Java, Web Applications

Learning Struts

In my new job I have been having to catch up on a lot of web tier technology that quite frankly I have not had much to do with for the last two years of Swing and EJB. I looked at Struts two years ago while doing an intranet application and thought that it was very heavyweight and would add to the development not subtract. However I did adopt the Front Controller idea along with the idea of views (although I think I may have munged the Models, I can’t remember now).
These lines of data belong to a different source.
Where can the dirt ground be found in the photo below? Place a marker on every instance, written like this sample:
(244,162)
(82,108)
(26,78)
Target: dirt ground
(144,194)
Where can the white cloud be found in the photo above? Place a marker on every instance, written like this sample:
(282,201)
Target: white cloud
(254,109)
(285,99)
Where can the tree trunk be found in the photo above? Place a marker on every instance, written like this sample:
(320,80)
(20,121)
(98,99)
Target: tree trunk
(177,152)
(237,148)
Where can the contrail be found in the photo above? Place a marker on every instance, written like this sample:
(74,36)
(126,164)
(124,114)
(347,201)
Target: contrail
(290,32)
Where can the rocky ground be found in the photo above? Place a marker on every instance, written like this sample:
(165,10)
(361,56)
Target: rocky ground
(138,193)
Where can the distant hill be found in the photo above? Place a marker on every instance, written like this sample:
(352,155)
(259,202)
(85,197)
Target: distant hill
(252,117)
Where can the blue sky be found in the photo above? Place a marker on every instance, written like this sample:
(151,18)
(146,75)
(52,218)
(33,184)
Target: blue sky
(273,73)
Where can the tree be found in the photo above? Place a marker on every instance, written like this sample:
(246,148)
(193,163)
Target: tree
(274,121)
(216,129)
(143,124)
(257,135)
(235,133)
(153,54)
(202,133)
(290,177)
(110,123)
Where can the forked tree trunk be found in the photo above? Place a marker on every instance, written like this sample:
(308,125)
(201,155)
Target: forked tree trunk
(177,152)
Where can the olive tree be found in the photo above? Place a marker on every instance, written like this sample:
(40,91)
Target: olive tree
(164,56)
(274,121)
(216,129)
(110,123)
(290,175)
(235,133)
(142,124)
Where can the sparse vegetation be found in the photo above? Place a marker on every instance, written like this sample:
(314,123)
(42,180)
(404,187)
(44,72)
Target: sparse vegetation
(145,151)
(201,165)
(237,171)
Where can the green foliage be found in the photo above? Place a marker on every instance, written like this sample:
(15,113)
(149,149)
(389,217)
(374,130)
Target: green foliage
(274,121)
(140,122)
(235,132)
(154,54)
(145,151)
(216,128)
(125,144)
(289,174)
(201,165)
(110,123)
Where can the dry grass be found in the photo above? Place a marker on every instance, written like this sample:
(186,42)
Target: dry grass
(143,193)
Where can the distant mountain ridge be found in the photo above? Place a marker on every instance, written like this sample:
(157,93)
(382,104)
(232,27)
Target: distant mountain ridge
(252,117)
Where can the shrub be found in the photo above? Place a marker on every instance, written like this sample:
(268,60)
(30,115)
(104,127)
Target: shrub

My first experiences with Struts was very poor, it was everything I feared it would be. Heavyweight, huge learning curve, lots of coding, all the code having to be completed up front before you could test things like the URL mapping. Everything you try to avoid in web programming these days!

In addition all the books and documentation I have been reading give a very poor idea of how to implement basic web applications with Struts. They present a very particular view of how Struts should be used and instead of focussing on the Front Controller pattern and the decoupling of components they tend to focus on gathering up and validating user input.

However today I felt like I had a breakthrough. I was trying to get a DynaBeanForm to work and I suddenly noticed that my MyEclipse XML editor was not presenting the options I was expecting from the documentation. A sudden brainwave and I was checking the DTD definition. Sure enough someone had upgraded the Struts code to Version 1.1 but left the DTD at 1.0. Cue much misery on my part trying to figure out how things were meant to be put together.

With DynaBeans and DispatchActions up and running I probably found myself being more productive in the last 12 hours than I was in the previous week.

The jury is still out on Struts for me but I have realised that I can’t take too much from just one experience of a product, particularly in an installation you haven’t been involved with.